Recompute scope: Which layers to rebuild (raw → staged → warehouse → feature store → downstream reports).
Direction: Backfill forward (oldest to latest for dependency warm-up) or backward (latest to oldest for quick business impact).

Worked examples

Example 1 — Fill 7 missing daily partitions after API outage

Identify missing dates: 2026-01-01 to 2026-01-07.
Validate upstream availability (API backfill endpoint or archived snapshots).
Plan direction: oldest → newest so rollups have complete history before recent aggregations.
Run extract for each date writing to a dated raw partition (e.g., raw/events/dt=YYYY-MM-DD).
Transform with idempotent writes (merge/upsert on natural key + dt).
Rebuild aggregates only for those dates to limit compute cost.
Verify counts and key invariants vs. source for each date; compare to adjacent days for anomaly detection.

Success signal: partition counts match, no duplicate keys, dashboards reflect corrections for those dates only.

Example 2 — Rerun a failed daily DAG without resending emails

Root cause: transform step failed due to temp storage full; notification step didn’t run.
Fix storage issue; mark only the failed transform task for rerun.
Ensure notification task checks an idempotency key (report_date + report_type). If key already used, skip send.
Trigger rerun of the failed task; let downstream tasks follow.
Verify: exactly one email for that date; audit table shows single idempotency key usage.

Example 3 — Schema change requires recomputing 90 days

Change: new price normalization logic affects revenue metrics.
Scope: 90 days of staged and marts layers; raw unchanged.
Strategy: write recomputed outputs to side-by-side v2 tables or versioned partitions to avoid breaking readers.
Rollout: backfill oldest → newest in batches of 5 days to control load; run data quality checks per batch.
Cutover: point BI to v2 tables when 100% complete and validated; keep v1 for rollback for 1–2 weeks.

Step-by-step: plan and execute a safe backfill

Define goal and scope: dates, datasets, layers, and success criteria.
Choose direction: oldest→newest for dependency warm-up; newest→oldest for immediate business impact.
Freeze inputs: pin source snapshots or queries by date to ensure reproducibility.
Make writes idempotent: use merge/upsert with deterministic keys; avoid blind inserts.
Batch safely: chunk by day/week; monitor resource usage and SLAs.
Validate: counts, null rates, totals, primary-key uniqueness, and sample business checks.
Communicate: announce windows, potential delays, and completion status to stakeholders.
Document: record commands, ranges, checks, and outcomes for future audits.

Pre-flight checklist

[ ] Exact date/time range defined and agreed.
[ ] Upstream data availability confirmed or snapshot pinned.
[ ] Idempotent write path (merge/upsert) implemented.
[ ] Side-effects guarded by idempotency keys (e.g., emails, external loads).
[ ] Resource limits considered; batch size chosen.
[ ] Validation rules written (counts, keys, business totals).
[ ] Rollback or cutover plan documented.

Exercises

Complete these to internalize the concepts. Your answers will not be auto-graded here, but you will use the quick test at the end.

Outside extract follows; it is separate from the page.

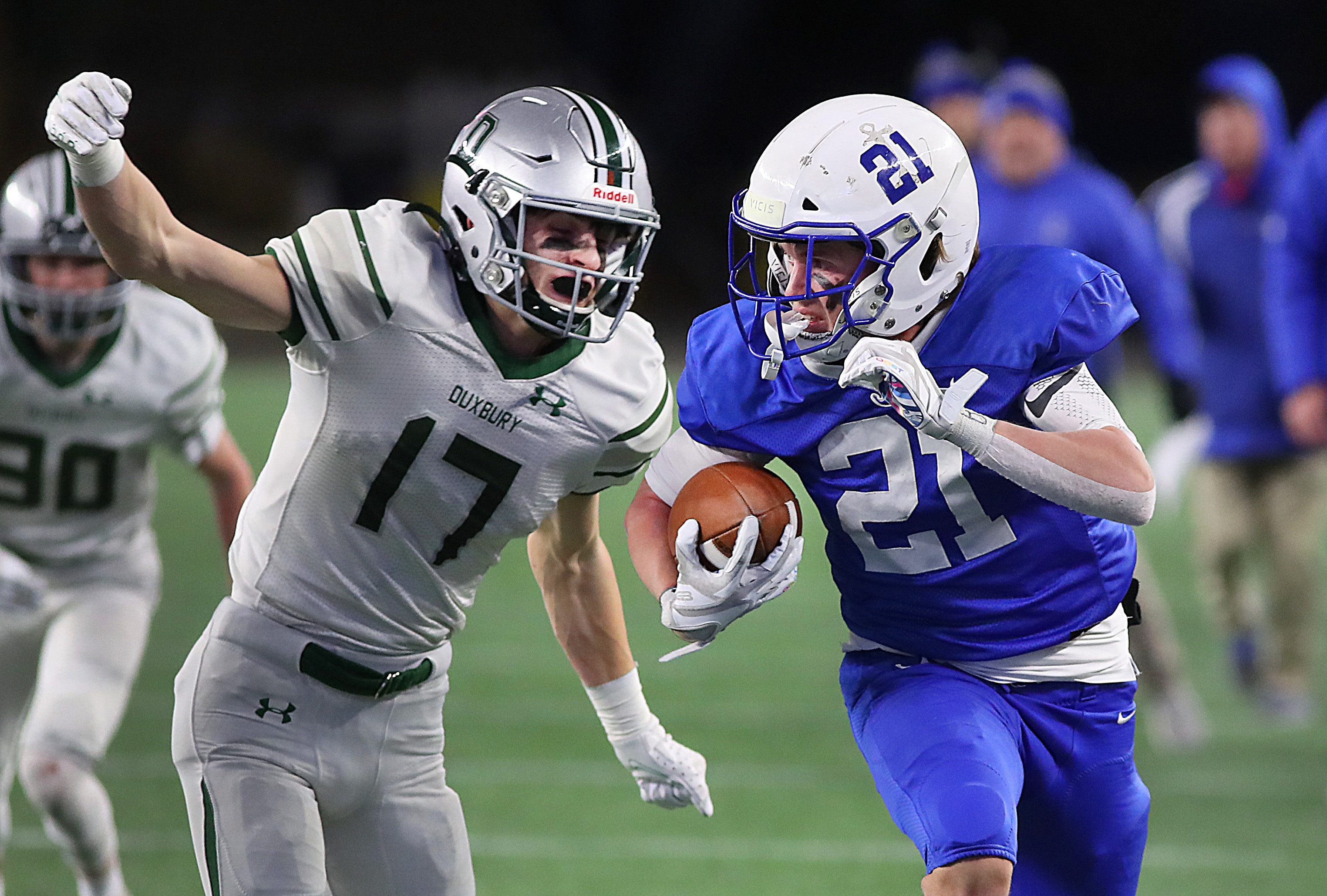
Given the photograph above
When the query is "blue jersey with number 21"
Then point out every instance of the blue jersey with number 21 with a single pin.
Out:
(935, 554)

Exercise 1: Design a safe 14-day backfill after a source outage. See the exercise block below for details.
Exercise 2: Rerun a DAG with a side-effectful step while avoiding duplicates. See the exercise block below for details.

Hints

Always state your direction (oldest→newest or newest→oldest) and why.
List validations per batch and the success threshold (e.g., within 1% of source counts).
Describe how you will prevent duplicate side-effects.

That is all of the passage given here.